Yes, if the court rules in favor of the Obama administration and rules in favor of the health care law in it's entirety, Republicans and Romney can use the voter anger to "drive" conservative supporters to the polls, but if the High Court overturns the mandate on constitutional grounds then Conservatives have a message just as intense to drive voters to the polls:
"The Supreme Court had to stop Barack Obama from violating American's constitutional rights"
Just the simple fact that this ruling on Obamacare, no matter which side it falls on, is happening a few short months before the November presidential election, putting Obamacare right into the spotlight again, is a win/win for Republicans.
And a lose/lose for Barack Obama.
Back in March a study of 10,000 simulations of a scenario in which all vulnerable Democrats voted against the health care bill and found that the rejections would have saved Democrats an average of 25 seats, which would have made the House parties close to a tie. (Republicans won 63 seats overall, but the study suggests around 25 of them would have been salvaged.)
In 62 percent of the simulations, Democrats were able to keep the House. ( Source- Washington Post)
In 2010, American voters were able to make their voices heard and they severely punished House and Senate Democrats for passing Obamacare against the opposition of the majority of Americans, but Barack Obama was not on the ballot then.

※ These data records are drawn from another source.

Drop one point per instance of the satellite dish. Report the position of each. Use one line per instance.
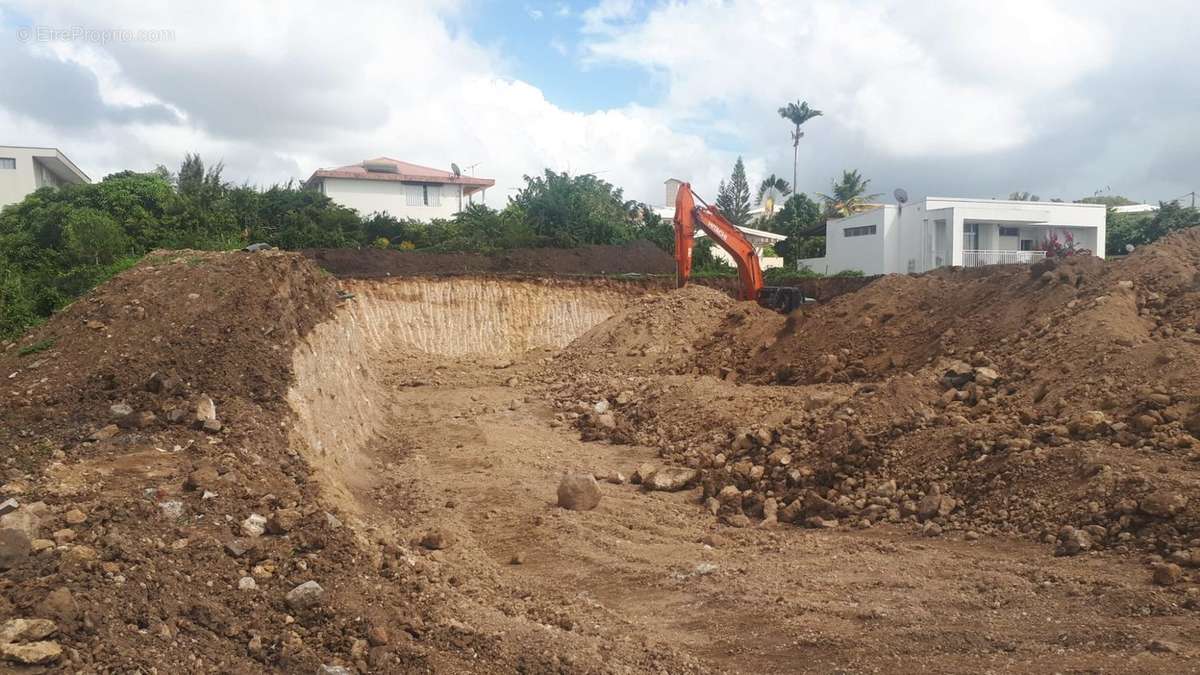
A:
(769, 199)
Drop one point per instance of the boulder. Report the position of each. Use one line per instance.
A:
(15, 547)
(31, 653)
(671, 479)
(305, 596)
(579, 491)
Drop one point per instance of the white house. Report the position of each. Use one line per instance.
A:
(400, 189)
(25, 169)
(949, 231)
(759, 238)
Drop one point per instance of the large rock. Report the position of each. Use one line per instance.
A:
(31, 653)
(27, 629)
(305, 596)
(15, 547)
(579, 491)
(1163, 503)
(671, 479)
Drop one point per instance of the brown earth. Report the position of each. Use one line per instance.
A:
(636, 257)
(406, 444)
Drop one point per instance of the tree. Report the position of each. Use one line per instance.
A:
(849, 196)
(573, 210)
(797, 113)
(773, 181)
(798, 215)
(733, 198)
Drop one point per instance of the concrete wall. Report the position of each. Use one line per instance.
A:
(865, 254)
(388, 196)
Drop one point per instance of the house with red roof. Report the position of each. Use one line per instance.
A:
(400, 189)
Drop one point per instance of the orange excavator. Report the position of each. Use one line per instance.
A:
(729, 237)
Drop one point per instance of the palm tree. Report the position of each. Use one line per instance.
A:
(773, 181)
(797, 113)
(849, 195)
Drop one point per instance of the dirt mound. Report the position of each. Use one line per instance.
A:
(655, 333)
(1059, 401)
(167, 515)
(636, 257)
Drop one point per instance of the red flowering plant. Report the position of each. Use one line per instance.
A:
(1062, 248)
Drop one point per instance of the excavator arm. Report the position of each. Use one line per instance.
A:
(688, 217)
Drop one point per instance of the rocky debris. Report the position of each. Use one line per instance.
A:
(437, 539)
(1163, 503)
(671, 479)
(305, 596)
(283, 521)
(579, 491)
(15, 547)
(31, 653)
(255, 525)
(23, 640)
(105, 432)
(1073, 542)
(120, 410)
(1167, 573)
(205, 416)
(163, 383)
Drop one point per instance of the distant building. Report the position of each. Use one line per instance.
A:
(400, 189)
(24, 169)
(1135, 209)
(759, 238)
(946, 231)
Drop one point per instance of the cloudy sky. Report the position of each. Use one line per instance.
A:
(961, 97)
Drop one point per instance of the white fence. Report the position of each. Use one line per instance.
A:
(979, 258)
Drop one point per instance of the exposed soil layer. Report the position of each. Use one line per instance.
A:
(796, 513)
(637, 257)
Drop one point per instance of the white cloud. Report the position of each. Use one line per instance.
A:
(601, 17)
(279, 94)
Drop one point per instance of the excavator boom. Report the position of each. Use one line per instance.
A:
(725, 233)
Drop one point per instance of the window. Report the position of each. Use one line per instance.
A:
(970, 236)
(862, 231)
(423, 195)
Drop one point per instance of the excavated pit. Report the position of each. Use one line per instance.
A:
(337, 395)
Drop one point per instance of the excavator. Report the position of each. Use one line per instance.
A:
(688, 216)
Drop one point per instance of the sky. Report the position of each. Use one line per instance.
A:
(967, 99)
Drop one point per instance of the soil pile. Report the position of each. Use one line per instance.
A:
(636, 257)
(1059, 401)
(162, 512)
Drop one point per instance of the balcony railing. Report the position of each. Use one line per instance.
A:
(979, 258)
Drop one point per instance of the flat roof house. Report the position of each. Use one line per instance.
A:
(400, 189)
(948, 231)
(24, 169)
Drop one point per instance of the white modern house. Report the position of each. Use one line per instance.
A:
(949, 231)
(400, 189)
(759, 238)
(24, 169)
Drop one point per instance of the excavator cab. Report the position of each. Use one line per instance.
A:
(688, 216)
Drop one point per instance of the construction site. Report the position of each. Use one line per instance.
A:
(389, 463)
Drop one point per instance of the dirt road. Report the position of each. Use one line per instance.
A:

He is in 2012 and since he pushed for Obamacare despite polling showing how unpopular it was as a whole, and ultimately it was his signature which signed it into law, then his own assertion that voters should speak up at the polls in judgement, should be heeded.
In the words of Obama himself at the February 2010 Obamacare summit: "So the question that I'm going to ask myself and I ask of all of you is, is there enough serious effort that in a month's time or a few weeks' time or six weeks' time we could actually resolve something?"
And if we can't, then I think we've got to go ahead and make some decisions, and then that's what elections are for."
[WATCH]
Finally, something we can all agree on.